Not that I see that happening. He’ll either be killed by one of his comrades or we’ll whack him.

My feelings on it echo those of the special forces Army officer who said “He says he’ll never be taken alive, and we will try to accommodate him.”

Jodi, who has procedural (but not moral) problems with the death penalty usually, but has none in this case.

Kinda damned if you do, damned if you don’t, as I see it. If we kill him in military action, he’s a martyr, if we capture him and execute him, he’s a martyr. Life in prison, those who want blood aren’t satisfied. I don’t know, maybe a strongly worded warning, and a stiff fine?

I’m not opposed to the death penalty in principle, but I do think the current implementation sucks. In any case it’s clear that if the death penalty is ever justified OBL is the guy.

It seems to me the best solution is Super Maximum Solitary Confinement for the rest of his natural life. Realistically, he will be killed either in combat or by those around him, or by himself before he is captured. Even if he were taken alive by the Coalition forces, he would undoubtedly be tried by a military tribunal and executed.

Or maybe he’ll slip in the tub and bite it tomorrow. If he even bathes that is.

My outlook is a little different. This is one of these things where cruel and unusual punishment is ok. I agree lets let him rot but let us also teach him everything about those people who died. Let him spend all his time looking at there faces surrounding his cell. Tell him about there families but for christ sake dont kill him.
I send this message to all of you. May he have a long and sick life.

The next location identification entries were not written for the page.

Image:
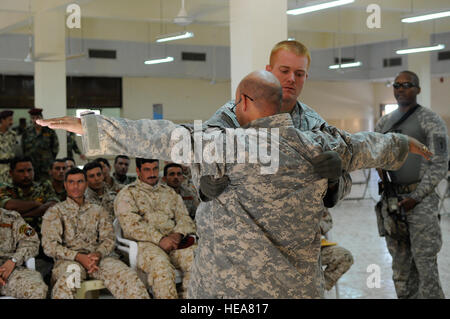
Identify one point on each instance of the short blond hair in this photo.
(292, 46)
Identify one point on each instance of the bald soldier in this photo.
(18, 243)
(79, 235)
(262, 240)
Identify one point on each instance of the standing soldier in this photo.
(173, 177)
(8, 143)
(155, 216)
(18, 242)
(41, 144)
(411, 227)
(80, 235)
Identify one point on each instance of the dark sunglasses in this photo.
(405, 85)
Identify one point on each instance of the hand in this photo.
(213, 187)
(168, 243)
(416, 147)
(328, 165)
(407, 204)
(67, 123)
(6, 270)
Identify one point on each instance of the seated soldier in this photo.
(97, 192)
(155, 216)
(337, 260)
(173, 177)
(110, 182)
(78, 233)
(18, 242)
(57, 178)
(121, 164)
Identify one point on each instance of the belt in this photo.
(405, 189)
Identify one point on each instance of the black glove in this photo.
(328, 165)
(212, 187)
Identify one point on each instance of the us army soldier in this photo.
(79, 234)
(155, 216)
(18, 243)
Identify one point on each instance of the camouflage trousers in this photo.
(414, 261)
(160, 268)
(25, 283)
(338, 261)
(4, 174)
(118, 278)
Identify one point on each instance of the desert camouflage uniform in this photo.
(42, 148)
(147, 214)
(40, 192)
(8, 142)
(262, 238)
(69, 229)
(19, 240)
(106, 200)
(337, 260)
(414, 259)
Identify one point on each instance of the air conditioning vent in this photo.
(102, 54)
(193, 56)
(390, 62)
(445, 55)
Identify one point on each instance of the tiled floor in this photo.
(355, 229)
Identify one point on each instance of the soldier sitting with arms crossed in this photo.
(155, 216)
(76, 232)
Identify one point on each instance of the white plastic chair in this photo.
(131, 249)
(30, 264)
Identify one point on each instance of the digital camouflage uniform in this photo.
(337, 260)
(69, 229)
(39, 192)
(42, 148)
(146, 214)
(19, 240)
(106, 200)
(8, 142)
(414, 259)
(261, 239)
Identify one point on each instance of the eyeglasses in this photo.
(240, 100)
(405, 85)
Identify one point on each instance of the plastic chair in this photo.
(30, 264)
(130, 247)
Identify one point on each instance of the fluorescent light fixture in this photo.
(317, 7)
(156, 61)
(345, 65)
(421, 49)
(425, 17)
(175, 36)
(388, 108)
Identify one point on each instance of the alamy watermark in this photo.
(230, 146)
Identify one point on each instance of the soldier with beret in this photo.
(41, 144)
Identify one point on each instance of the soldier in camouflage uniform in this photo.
(173, 177)
(261, 239)
(41, 145)
(337, 260)
(77, 233)
(414, 254)
(121, 164)
(8, 144)
(154, 215)
(97, 192)
(18, 243)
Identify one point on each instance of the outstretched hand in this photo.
(67, 123)
(416, 147)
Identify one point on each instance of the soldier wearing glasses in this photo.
(414, 250)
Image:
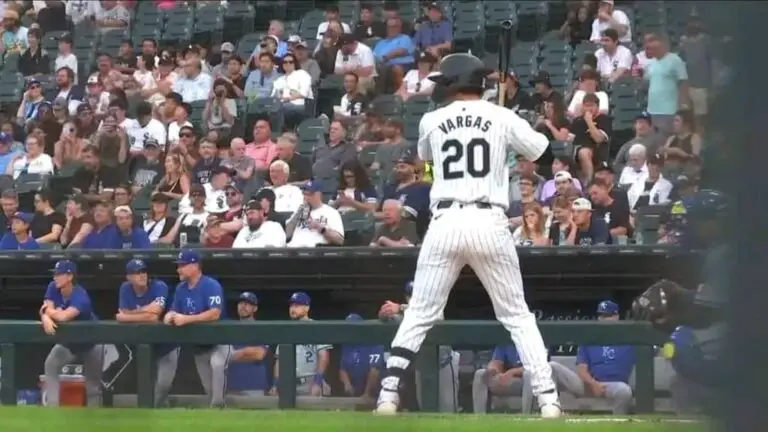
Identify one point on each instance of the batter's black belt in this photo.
(450, 203)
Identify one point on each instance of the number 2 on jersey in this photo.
(456, 156)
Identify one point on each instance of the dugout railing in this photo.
(287, 334)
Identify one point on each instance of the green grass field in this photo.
(22, 419)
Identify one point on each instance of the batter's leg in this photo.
(491, 254)
(93, 365)
(166, 372)
(58, 357)
(620, 395)
(219, 363)
(437, 269)
(203, 366)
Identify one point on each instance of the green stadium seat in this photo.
(387, 105)
(368, 154)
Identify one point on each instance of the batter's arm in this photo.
(423, 146)
(522, 138)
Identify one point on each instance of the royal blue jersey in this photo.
(206, 295)
(157, 292)
(607, 363)
(78, 299)
(358, 360)
(507, 354)
(247, 376)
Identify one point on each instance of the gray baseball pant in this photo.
(60, 356)
(166, 372)
(619, 393)
(482, 388)
(212, 368)
(448, 379)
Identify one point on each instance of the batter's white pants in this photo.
(481, 239)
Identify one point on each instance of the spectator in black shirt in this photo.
(53, 17)
(517, 99)
(391, 11)
(47, 224)
(96, 182)
(615, 213)
(34, 60)
(605, 173)
(586, 229)
(300, 166)
(592, 136)
(544, 92)
(9, 200)
(367, 27)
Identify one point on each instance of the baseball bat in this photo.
(505, 48)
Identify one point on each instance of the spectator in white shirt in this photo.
(288, 197)
(293, 89)
(149, 127)
(314, 223)
(588, 83)
(79, 10)
(65, 57)
(33, 161)
(636, 169)
(331, 14)
(613, 60)
(356, 57)
(652, 189)
(416, 81)
(180, 119)
(195, 85)
(258, 231)
(609, 17)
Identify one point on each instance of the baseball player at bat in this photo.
(142, 299)
(469, 141)
(311, 360)
(199, 298)
(448, 376)
(64, 301)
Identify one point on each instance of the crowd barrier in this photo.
(287, 334)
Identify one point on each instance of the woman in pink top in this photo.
(262, 150)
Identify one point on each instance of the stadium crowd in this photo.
(278, 139)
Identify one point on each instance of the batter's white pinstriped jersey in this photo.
(468, 143)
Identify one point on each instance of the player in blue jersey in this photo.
(198, 299)
(65, 301)
(247, 373)
(360, 368)
(144, 300)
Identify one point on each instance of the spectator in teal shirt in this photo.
(260, 81)
(667, 78)
(19, 236)
(397, 48)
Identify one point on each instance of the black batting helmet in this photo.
(461, 71)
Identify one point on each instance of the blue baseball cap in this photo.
(300, 298)
(24, 217)
(312, 186)
(64, 267)
(409, 287)
(136, 266)
(249, 297)
(188, 256)
(607, 307)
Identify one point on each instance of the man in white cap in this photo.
(609, 17)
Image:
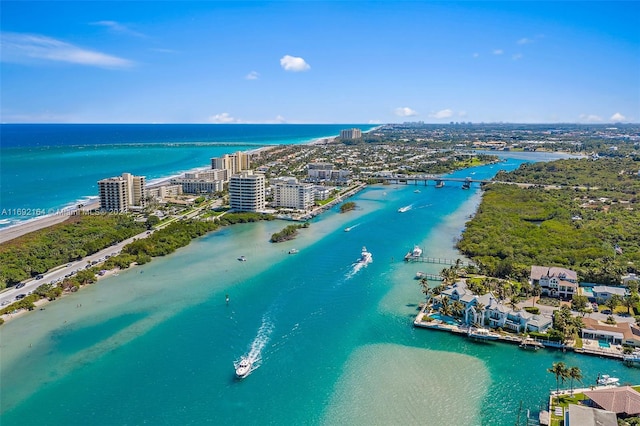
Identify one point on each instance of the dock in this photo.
(439, 260)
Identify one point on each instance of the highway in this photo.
(57, 274)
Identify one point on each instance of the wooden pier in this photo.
(442, 261)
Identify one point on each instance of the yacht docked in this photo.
(607, 380)
(529, 343)
(243, 368)
(482, 334)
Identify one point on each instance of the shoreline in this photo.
(59, 215)
(41, 303)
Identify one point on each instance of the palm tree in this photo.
(559, 369)
(574, 373)
(480, 309)
(445, 308)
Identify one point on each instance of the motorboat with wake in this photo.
(607, 380)
(365, 256)
(243, 368)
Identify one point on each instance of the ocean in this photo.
(45, 167)
(332, 340)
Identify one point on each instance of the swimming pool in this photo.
(444, 319)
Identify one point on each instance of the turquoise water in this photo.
(44, 167)
(333, 341)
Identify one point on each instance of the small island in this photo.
(348, 206)
(288, 233)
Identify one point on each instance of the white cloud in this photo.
(294, 64)
(618, 117)
(405, 112)
(223, 118)
(445, 113)
(590, 118)
(116, 27)
(25, 48)
(253, 75)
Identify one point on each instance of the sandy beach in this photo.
(15, 231)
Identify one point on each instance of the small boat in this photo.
(243, 368)
(531, 344)
(632, 358)
(482, 334)
(365, 256)
(413, 254)
(607, 380)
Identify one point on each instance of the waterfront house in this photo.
(493, 313)
(602, 293)
(555, 281)
(624, 400)
(616, 334)
(579, 415)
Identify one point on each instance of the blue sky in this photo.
(319, 62)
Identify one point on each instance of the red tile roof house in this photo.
(555, 281)
(624, 401)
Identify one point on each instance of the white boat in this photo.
(529, 343)
(243, 368)
(413, 254)
(482, 334)
(606, 380)
(632, 357)
(365, 256)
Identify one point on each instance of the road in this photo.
(58, 274)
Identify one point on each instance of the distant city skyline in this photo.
(319, 62)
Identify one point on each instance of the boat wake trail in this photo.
(262, 338)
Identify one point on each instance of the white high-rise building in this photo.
(247, 191)
(120, 193)
(233, 163)
(289, 193)
(351, 134)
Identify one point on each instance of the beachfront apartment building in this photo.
(202, 182)
(289, 193)
(321, 172)
(164, 191)
(555, 281)
(122, 193)
(247, 191)
(354, 133)
(233, 163)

I’m with you, CnoteChris. My beliefs have been challenged by this, too.

I’m completely against the death penalty.

For that reason, I hope he is killed in a military action.

My beliefs are, that if he was brought back to the USA for trial, I couldn’t condone the death penalty. But, I don’t think that keeping him in jail for the rest of his life is a good idea… I think his followers will keep trying to get him freed, and while my beliefs tell me that those followers who break the law will suffer jail time too, I don’t think that will actually work in practice, or be the intelligent way to go. I can’t believe that a jail sentence is a good idea, as I’m convinced that other innocents will lose their lives as Osama’s followers try to free him.

I don’t think him being killed (probably with a large number of his followers) will create much martyrdom, and I think it probably is the best option, even though it sits a little funny on my beliefs…

This actually makes me wonder about my stance against the death penalty. I need a good think about this. Especially as I don’t believe this is a war. (please don’t jump on me, it’s IMO)

To answer your OP, CnoteChris, I’m going to have to have a good think about this, as I too am having problems reconciling this. Let me know if you come up with an opinion, or a thought.

I would argue that if Osama bin Laden was interested in martyrdom, he wouldn’t be getting other people to sacrifice themselves.

I don’t believe bin Laden is the martyr type. I think he likes being the guy in charge who gets others to die on his behalf.

My guess is that if left to rot in jail, he’ll rot in jail. Nobody’s going to try to rescue him; the scum who make up his organization will drift away into obscurity or will join other terrorist groups. They’ll latch onto the next madman. Bin Laden will die alone in a prison cell.